Further structural analysis revealed that the inhibitor binding sites located in the central cavity are highly conserved among the nine NaV channel isoforms (Fig 1f). Therefore, it is very challenging to achieve subtype-selective drugs binding in the central cavity of NaV channels. This study suggests that future efforts on searching for NaV1.7-selective inhibitors should focus on the regions that are relatively less conserved, such as the voltage-sensing domain (VSD).

This study entitled "Structural basis for NaV1.7 inhibition by pore blockers" was published on Nature Structural & Molecular Biology.

The study was supported by the National Science Foundation of China, Institute of Physics, and the Chinese Academy of Sciences.

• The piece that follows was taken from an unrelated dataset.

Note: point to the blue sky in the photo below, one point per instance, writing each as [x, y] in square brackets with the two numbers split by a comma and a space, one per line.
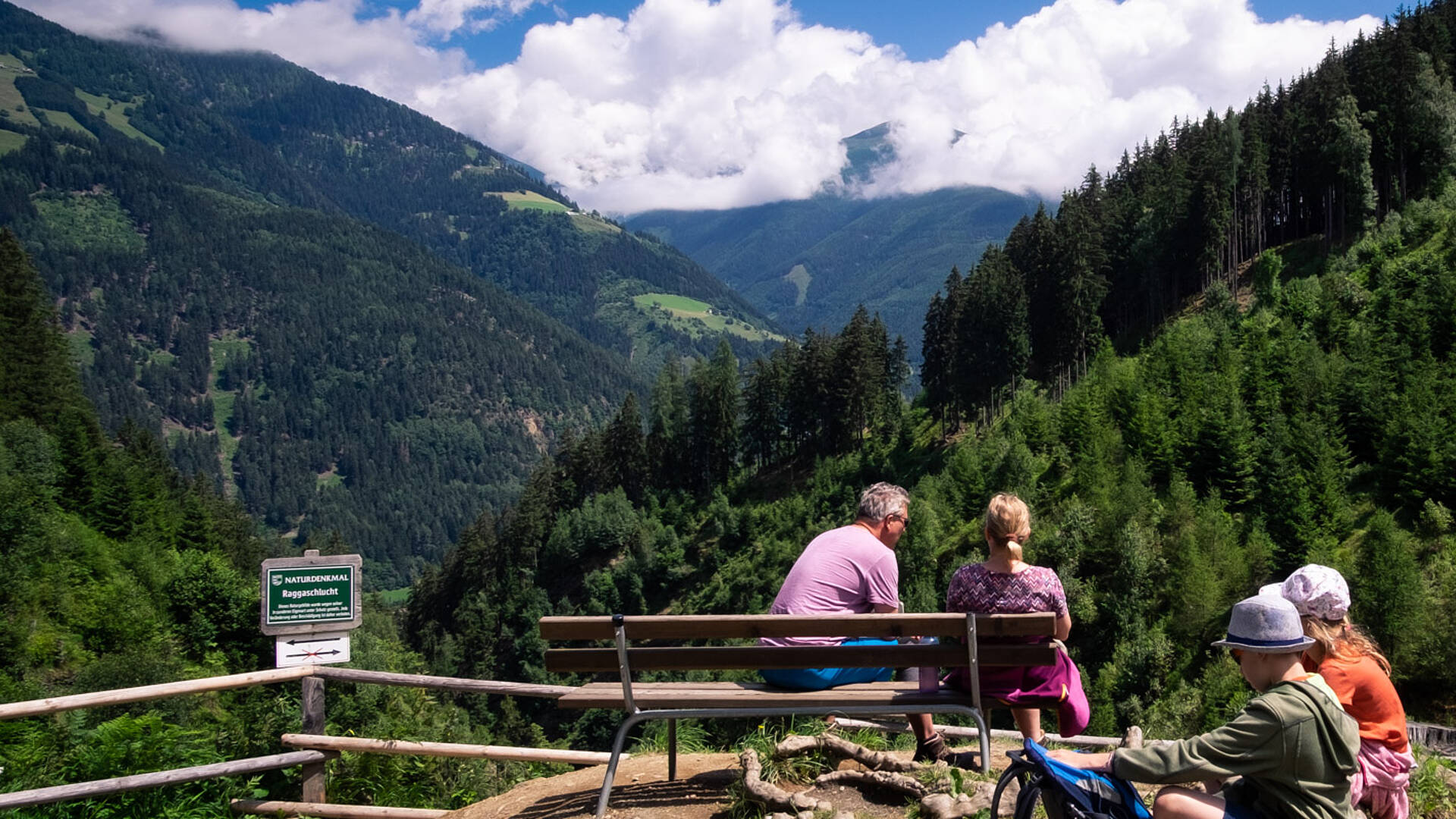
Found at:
[696, 104]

Fig. 1 a, Cryo-EM map of NaV1.7. b, Cartoon representation of NaV1.7 in complex with inhibitors. c, The structure of NTD. d, XEN907 binding site. e, TC-N1752 binding site. f, Superposition of inhibitors in the central cavity of NaV channel. (Image by Institute of Physics)

Institute of Physics
JIANG Daohua

Key words:
Voltage-gated sodium channel; NaV1.7; pore blockers; Cryo-EM; analgesics

Voltage-gated sodium channel NaV1.7 plays essential roles in pain and odour perception. NaV1.7 variants cause pain disorders. Accordingly, NaV1.7 has elicited extensive attention in developing new analgesics. Here we present cryo-EM structures of human NaV1.7/β1/β2 complexed with inhibitors XEN907, TC-N1752 and NaV1.7-IN2, elucidating specific binding sites and modulation mechanism for the pore-blockers. These inhibitors bind in the central cavity blocking ion permeation, but engage different parts of the cavity wall. XEN907 directly causes α- to π-helix transition of DIV-S6 helix, which tightens the fast inactivation gate. TC-N1752 induces π-helix transition of DII-S6 helix mediated by a conserved asparagine on DIII-S6, which closes the activation gate. NaV1.7-IN2 serves as a pore blocker without causing conformational change. Electrophysiological results demonstrate that XEN907 and TC-N1752 stabilize NaV1.7 in inactivated state and delay the recovery from inactivation. Our results provide structural framework for NaV1.7 modulation by pore-blockers, and important implications for developing subtype-selective analgesics.